NHIMG editorial — based on content published by Saviynt: a newsroom overview of identity security developments and platform coverage
By the numbers:
- Over 100 million identities protected, and counting.
Questions worth separating out
Q: How should security teams govern non-human identities alongside human access?
A: Security teams should govern non-human identities in the same lifecycle model they use for workforce access, but with evidence that fits machines, not people.
Q: When does a shared identity platform become useful for NHI governance?
A: A shared identity platform becomes useful when it can do more than catalogue non-human accounts.
Q: What do teams get wrong about just-in-time access for privileged identities?
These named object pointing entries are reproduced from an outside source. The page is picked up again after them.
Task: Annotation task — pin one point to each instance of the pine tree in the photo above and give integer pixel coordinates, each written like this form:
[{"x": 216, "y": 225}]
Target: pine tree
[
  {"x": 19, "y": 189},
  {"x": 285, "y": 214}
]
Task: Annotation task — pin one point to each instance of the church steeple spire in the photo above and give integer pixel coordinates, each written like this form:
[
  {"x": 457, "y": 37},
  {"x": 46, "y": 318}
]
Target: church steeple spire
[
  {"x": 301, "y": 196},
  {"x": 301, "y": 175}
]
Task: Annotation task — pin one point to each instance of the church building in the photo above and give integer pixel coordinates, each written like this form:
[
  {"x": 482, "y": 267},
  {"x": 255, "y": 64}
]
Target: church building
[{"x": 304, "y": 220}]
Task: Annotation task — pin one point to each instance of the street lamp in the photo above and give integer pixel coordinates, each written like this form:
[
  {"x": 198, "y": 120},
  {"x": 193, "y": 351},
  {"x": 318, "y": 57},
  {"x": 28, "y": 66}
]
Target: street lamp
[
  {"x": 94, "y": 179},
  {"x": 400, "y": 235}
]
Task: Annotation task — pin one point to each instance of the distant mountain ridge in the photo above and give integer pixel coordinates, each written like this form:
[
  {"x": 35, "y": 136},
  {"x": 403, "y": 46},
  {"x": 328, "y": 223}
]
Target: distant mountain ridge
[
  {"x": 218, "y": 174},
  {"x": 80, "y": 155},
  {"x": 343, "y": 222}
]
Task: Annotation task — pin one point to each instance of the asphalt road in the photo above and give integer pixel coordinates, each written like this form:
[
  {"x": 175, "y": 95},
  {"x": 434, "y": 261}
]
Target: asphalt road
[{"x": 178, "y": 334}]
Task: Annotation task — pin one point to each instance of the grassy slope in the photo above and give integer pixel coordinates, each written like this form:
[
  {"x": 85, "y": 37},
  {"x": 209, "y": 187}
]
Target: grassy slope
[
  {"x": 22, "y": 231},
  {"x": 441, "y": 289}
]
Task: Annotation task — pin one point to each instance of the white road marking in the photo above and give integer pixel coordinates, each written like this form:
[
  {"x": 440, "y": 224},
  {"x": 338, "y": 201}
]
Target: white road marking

A: Teams often assume JIT access is a complete control when it is only one part of privilege governance.
Practitioner guidance
- Inventory non-human identities by business ownership Build a complete register of service accounts, tokens, certificates, and application identities, then tie each one to a named business or technical owner.
- Separate standing privilege from operational necessity Review every privileged entitlement and remove permanent elevation where the workload does not require it.
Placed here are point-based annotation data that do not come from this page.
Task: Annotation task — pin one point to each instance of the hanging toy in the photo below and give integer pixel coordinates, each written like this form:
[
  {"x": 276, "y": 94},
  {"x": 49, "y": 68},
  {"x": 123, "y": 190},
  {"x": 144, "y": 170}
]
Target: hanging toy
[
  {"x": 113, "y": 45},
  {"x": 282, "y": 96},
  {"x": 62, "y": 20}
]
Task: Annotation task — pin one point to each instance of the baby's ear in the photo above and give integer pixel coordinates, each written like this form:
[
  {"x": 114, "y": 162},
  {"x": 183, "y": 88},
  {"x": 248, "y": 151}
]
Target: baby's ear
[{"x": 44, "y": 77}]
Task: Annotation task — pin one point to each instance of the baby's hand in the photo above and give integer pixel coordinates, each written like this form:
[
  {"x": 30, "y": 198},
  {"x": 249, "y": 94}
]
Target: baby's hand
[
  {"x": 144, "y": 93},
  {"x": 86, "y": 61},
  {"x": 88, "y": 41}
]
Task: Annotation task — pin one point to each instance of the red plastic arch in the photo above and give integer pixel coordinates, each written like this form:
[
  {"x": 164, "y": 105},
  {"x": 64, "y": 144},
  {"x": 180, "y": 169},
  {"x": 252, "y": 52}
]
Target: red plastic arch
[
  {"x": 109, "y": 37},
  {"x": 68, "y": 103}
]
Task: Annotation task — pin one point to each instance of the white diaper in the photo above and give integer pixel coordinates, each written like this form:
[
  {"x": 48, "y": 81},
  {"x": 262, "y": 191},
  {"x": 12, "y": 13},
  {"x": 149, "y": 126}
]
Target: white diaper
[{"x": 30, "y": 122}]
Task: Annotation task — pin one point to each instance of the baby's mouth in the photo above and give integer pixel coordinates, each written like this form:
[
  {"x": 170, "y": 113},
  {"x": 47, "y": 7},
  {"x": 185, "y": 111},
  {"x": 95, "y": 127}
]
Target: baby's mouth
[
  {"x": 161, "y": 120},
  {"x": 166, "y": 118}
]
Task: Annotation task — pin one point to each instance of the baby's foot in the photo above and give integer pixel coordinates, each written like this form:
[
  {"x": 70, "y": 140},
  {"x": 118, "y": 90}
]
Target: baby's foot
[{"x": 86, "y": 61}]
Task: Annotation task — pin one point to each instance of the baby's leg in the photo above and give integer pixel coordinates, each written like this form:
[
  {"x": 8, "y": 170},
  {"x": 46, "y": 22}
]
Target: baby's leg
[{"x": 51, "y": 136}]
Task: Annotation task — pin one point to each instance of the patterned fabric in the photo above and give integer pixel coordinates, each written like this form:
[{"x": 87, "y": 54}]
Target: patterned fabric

- Extend recertification beyond human users Run access reviews for machine identities on the same governance calendar as workforce access, but use entitlement evidence that matches the workload.
What's in the full article
Saviynt's full newsroom page covers the platform and business context this post intentionally leaves at the category level:
- Platform positioning across human identity, non-human identity, and identity security posture management
- Product and solution navigation that shows how the vendor groups lifecycle, privileged access, and application access controls
- Customer and market framing that explains where the vendor wants the platform conversation to sit
- Brand and newsroom context that is useful if you need the original source page rather than the governance analysis
👉 Read Saviynt's overview of human and non-human identity governance →
Saviynt's identity platform shift for human and machine access?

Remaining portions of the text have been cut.